Power line developers look to bring renewable energy to cities

 

(Wall Street Journal; April 6) - What if the wind sweeping down the plains of Wyoming could be harnessed to generate enough electricity to power Los Angeles? It soon could, thanks to a $9 billion wind farm and electricity superhighway backed by billionaire Philip Anschutz — one of a series of transmission line projects that private investors are bankrolling to bring renewable energy from America’s hinterlands to its urban centers.

 

Near Rawlins, in rural Wyoming, crews are prepping land near the state line with Colorado so they can build a 3,000-megawatt wind farm, which could be the largest ever constructed in the U.S. Crucial for moving all that renewable power to market is the proposed 730-mile transmission line to deliver the electricity to a point near Las Vegas. From there, the power can flow into Southern California’s grid.

 

Anschutz isn’t the only wealthy investor pumping money into power lines in an effort to bring green energy to big cities.

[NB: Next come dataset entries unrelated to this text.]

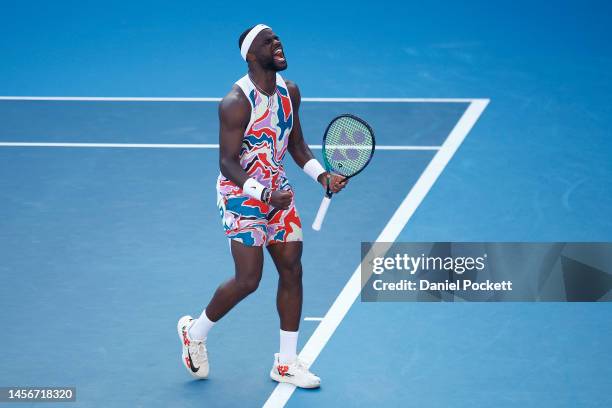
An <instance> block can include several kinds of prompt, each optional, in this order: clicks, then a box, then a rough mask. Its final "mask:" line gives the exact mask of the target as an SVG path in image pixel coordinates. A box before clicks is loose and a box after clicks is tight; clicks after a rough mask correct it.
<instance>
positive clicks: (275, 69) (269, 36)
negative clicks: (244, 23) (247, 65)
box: [249, 29, 287, 71]
mask: <svg viewBox="0 0 612 408" xmlns="http://www.w3.org/2000/svg"><path fill="white" fill-rule="evenodd" d="M249 52H250V53H253V54H254V55H255V58H256V59H257V61H258V62H259V64H261V66H262V67H263V68H265V69H270V70H273V71H283V70H285V69H287V60H286V59H285V53H284V51H283V45H282V44H281V42H280V39H279V38H278V36H277V35H276V34H274V32H273V31H272V30H268V29H266V30H263V31H262V32H261V33H259V35H258V36H257V38H255V41H253V45H252V46H251V50H250V51H249Z"/></svg>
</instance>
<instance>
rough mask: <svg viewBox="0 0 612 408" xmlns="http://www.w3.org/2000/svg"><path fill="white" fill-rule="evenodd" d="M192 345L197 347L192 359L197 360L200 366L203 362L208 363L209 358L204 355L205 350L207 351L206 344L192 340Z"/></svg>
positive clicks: (193, 352)
mask: <svg viewBox="0 0 612 408" xmlns="http://www.w3.org/2000/svg"><path fill="white" fill-rule="evenodd" d="M191 344H194V345H195V348H194V352H193V354H192V355H191V357H192V358H193V359H195V360H196V362H197V363H198V364H200V363H202V362H203V361H206V359H207V357H205V353H204V350H205V349H206V348H205V347H204V342H203V341H194V340H192V341H191Z"/></svg>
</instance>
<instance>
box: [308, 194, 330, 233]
mask: <svg viewBox="0 0 612 408" xmlns="http://www.w3.org/2000/svg"><path fill="white" fill-rule="evenodd" d="M329 203H331V198H330V197H327V196H323V201H321V206H320V207H319V211H318V212H317V216H316V217H315V220H314V222H313V223H312V229H313V230H315V231H320V230H321V225H322V224H323V220H324V219H325V214H327V209H328V208H329Z"/></svg>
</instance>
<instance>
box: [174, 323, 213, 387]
mask: <svg viewBox="0 0 612 408" xmlns="http://www.w3.org/2000/svg"><path fill="white" fill-rule="evenodd" d="M185 317H189V318H190V319H191V316H183V317H181V318H180V319H179V321H178V323H177V325H176V332H177V333H178V336H179V341H180V342H181V348H182V349H183V351H182V353H181V363H182V364H183V367H185V369H186V370H187V372H188V373H189V374H190V375H191V376H192V377H193V378H195V379H198V380H205V379H207V378H208V374H209V372H207V373H206V375H203V376H202V375H197V373H194V372H193V371H191V368H189V366H188V365H187V363H185V358H187V357H188V356H187V353H185V350H186V347H185V346H184V345H183V330H182V326H183V324H182V323H181V322H182V320H183V319H184V318H185Z"/></svg>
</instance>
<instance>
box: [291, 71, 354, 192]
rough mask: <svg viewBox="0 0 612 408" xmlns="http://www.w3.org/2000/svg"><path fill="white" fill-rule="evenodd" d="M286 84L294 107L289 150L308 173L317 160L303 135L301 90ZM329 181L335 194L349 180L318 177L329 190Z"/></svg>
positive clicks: (334, 178) (292, 156) (323, 175)
mask: <svg viewBox="0 0 612 408" xmlns="http://www.w3.org/2000/svg"><path fill="white" fill-rule="evenodd" d="M286 84H287V90H288V91H289V97H290V98H291V105H292V106H293V129H292V130H291V134H290V135H289V146H288V147H287V149H288V150H289V153H290V154H291V157H293V160H295V162H296V163H297V165H298V166H300V167H301V168H302V169H304V171H306V172H307V173H308V171H307V169H306V168H304V166H305V165H306V166H307V167H309V166H310V164H308V165H307V163H309V162H311V160H313V159H314V160H316V159H315V158H314V155H313V154H312V151H311V150H310V147H308V145H307V144H306V141H305V140H304V135H303V134H302V125H301V124H300V104H301V102H302V97H301V95H300V89H299V88H298V86H297V85H296V84H295V83H294V82H292V81H286ZM319 166H320V165H319ZM328 179H329V187H330V190H331V191H332V192H333V193H337V192H339V191H340V190H342V189H343V188H344V187H345V186H346V184H347V183H348V179H346V178H344V177H342V176H338V175H336V174H331V173H328V172H327V171H324V172H322V173H321V174H319V176H318V177H317V181H318V182H319V183H320V184H321V185H322V186H323V188H327V183H328Z"/></svg>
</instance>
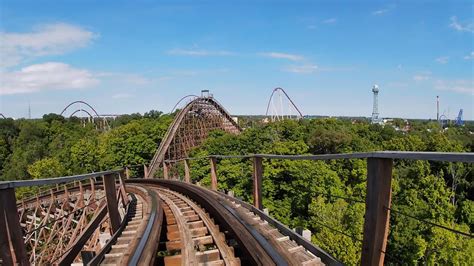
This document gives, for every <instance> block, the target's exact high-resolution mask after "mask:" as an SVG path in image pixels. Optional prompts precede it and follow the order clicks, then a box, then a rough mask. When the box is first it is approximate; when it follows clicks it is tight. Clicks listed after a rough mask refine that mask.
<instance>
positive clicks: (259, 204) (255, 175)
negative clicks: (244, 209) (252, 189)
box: [253, 156, 263, 210]
mask: <svg viewBox="0 0 474 266" xmlns="http://www.w3.org/2000/svg"><path fill="white" fill-rule="evenodd" d="M262 176H263V165H262V157H258V156H256V157H253V206H255V208H257V209H259V210H261V209H262V208H263V204H262Z"/></svg>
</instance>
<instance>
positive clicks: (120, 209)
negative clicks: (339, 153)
mask: <svg viewBox="0 0 474 266" xmlns="http://www.w3.org/2000/svg"><path fill="white" fill-rule="evenodd" d="M214 129H221V130H225V131H227V132H230V133H233V134H238V133H239V132H240V131H241V130H240V128H239V127H238V125H237V123H236V122H235V121H234V120H233V119H232V117H231V116H230V115H229V114H228V113H227V111H225V109H224V108H223V107H222V106H221V105H220V104H219V103H217V101H215V100H214V99H213V98H212V97H198V98H196V99H194V100H193V101H191V102H190V103H188V104H187V105H186V106H185V108H183V109H182V110H181V111H180V112H179V113H178V115H177V116H176V118H175V120H174V121H173V123H172V124H171V126H170V128H169V129H168V132H167V133H166V135H165V137H164V138H163V141H162V142H161V144H160V147H159V149H158V150H157V152H156V154H155V156H154V158H153V160H152V162H151V163H150V166H149V167H148V170H146V171H145V175H144V176H140V177H135V178H130V176H129V173H130V171H128V168H125V169H117V170H110V171H104V172H97V173H90V174H84V175H77V176H68V177H59V178H50V179H38V180H24V181H9V182H0V265H32V264H33V265H36V264H38V265H42V264H48V265H49V264H52V265H71V264H77V265H79V264H85V265H99V264H101V265H153V264H159V265H162V264H164V265H206V264H207V265H239V264H240V265H323V264H328V265H341V263H340V262H339V261H338V260H337V259H336V258H334V257H332V256H331V255H330V254H328V253H326V252H325V251H324V250H321V249H320V248H319V247H317V246H315V245H313V244H312V243H311V242H310V241H309V240H307V239H305V238H303V237H302V236H301V235H299V234H297V233H295V232H294V231H293V230H291V229H290V228H288V227H286V226H285V225H283V224H281V223H280V222H278V221H277V220H275V219H273V218H272V217H270V216H269V215H268V214H266V213H265V212H264V211H263V207H264V206H263V201H262V182H263V178H264V168H263V160H310V161H317V160H351V159H361V160H366V161H367V181H366V182H367V183H366V191H367V192H366V199H365V216H364V228H363V232H362V233H363V240H361V241H362V251H361V264H362V265H383V264H384V258H385V255H386V246H387V238H388V232H389V225H390V213H391V211H394V212H395V210H392V209H391V196H392V195H391V182H392V169H393V163H394V161H395V160H427V161H438V162H464V163H470V164H472V163H474V153H439V152H396V151H395V152H394V151H385V152H367V153H352V154H326V155H291V156H290V155H273V154H249V155H243V156H228V155H212V156H207V157H200V158H188V154H189V151H190V150H191V149H192V148H193V147H196V146H198V145H200V144H202V142H203V141H204V140H205V139H206V138H207V136H208V134H209V132H211V131H212V130H214ZM231 158H234V159H242V160H243V159H248V160H251V161H252V164H253V175H252V196H253V197H252V198H253V202H252V204H249V203H246V202H243V201H241V200H239V199H237V198H234V197H231V196H229V195H226V194H224V193H223V192H221V191H219V174H218V164H219V162H220V160H224V159H231ZM198 159H199V160H202V159H207V160H208V161H209V175H210V177H211V186H210V188H204V187H201V186H198V185H197V184H192V179H191V177H192V174H193V173H191V171H190V167H189V164H190V161H192V160H198ZM178 164H184V165H183V166H184V167H183V168H184V178H183V181H179V180H181V179H182V178H179V177H178V176H177V174H170V172H169V171H168V169H169V167H170V166H172V165H173V166H176V167H177V166H178ZM160 168H161V170H162V172H160V173H159V174H162V177H163V179H156V178H155V179H154V178H152V177H154V176H155V174H158V170H160ZM145 169H147V167H145ZM23 187H30V188H35V190H36V191H37V193H36V194H34V195H32V197H30V198H27V199H23V200H20V201H18V200H17V195H16V192H18V191H17V190H16V189H18V188H23ZM40 189H42V191H38V190H40ZM432 225H433V226H438V225H435V224H432ZM438 227H440V226H438ZM441 228H444V229H446V230H450V231H451V232H455V233H458V234H463V235H464V236H467V237H471V238H472V237H474V236H473V235H472V234H470V233H466V232H460V231H457V230H455V229H452V228H448V227H443V226H441Z"/></svg>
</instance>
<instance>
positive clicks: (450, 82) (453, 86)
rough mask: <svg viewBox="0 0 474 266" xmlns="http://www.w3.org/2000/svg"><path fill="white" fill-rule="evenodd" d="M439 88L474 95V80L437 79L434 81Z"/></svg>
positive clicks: (444, 89) (462, 93)
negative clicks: (448, 79)
mask: <svg viewBox="0 0 474 266" xmlns="http://www.w3.org/2000/svg"><path fill="white" fill-rule="evenodd" d="M434 87H435V89H437V90H443V91H452V92H456V93H461V94H468V95H473V96H474V81H473V80H465V79H459V80H437V81H436V82H435V83H434Z"/></svg>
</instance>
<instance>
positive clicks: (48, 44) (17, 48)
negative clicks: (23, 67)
mask: <svg viewBox="0 0 474 266" xmlns="http://www.w3.org/2000/svg"><path fill="white" fill-rule="evenodd" d="M95 37H97V34H94V33H93V32H90V31H87V30H85V29H83V28H81V27H79V26H75V25H71V24H66V23H55V24H46V25H41V26H36V27H35V28H34V30H33V31H32V32H25V33H13V32H0V40H1V43H2V45H1V46H0V54H1V55H2V60H1V63H0V66H1V67H12V66H15V65H18V64H20V63H21V62H23V61H24V60H27V59H30V58H34V57H39V56H46V55H57V54H63V53H66V52H69V51H72V50H74V49H77V48H81V47H85V46H87V45H88V44H89V43H90V42H91V41H92V40H93V39H94V38H95Z"/></svg>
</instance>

The Ziff family, whose fortune is from the glory days of magazine publishing, also is partly funding a green-power project between Oklahoma and Tennessee. Altogether, these and other merchant-transmission projects could cost upward of $17 billion. Backers hope their efforts will be propelled by President Donald Trump’s support for large-scale infrastructure. But transmission lines have some of the same issues as pipelines, and the power lines have encountered some local opposition.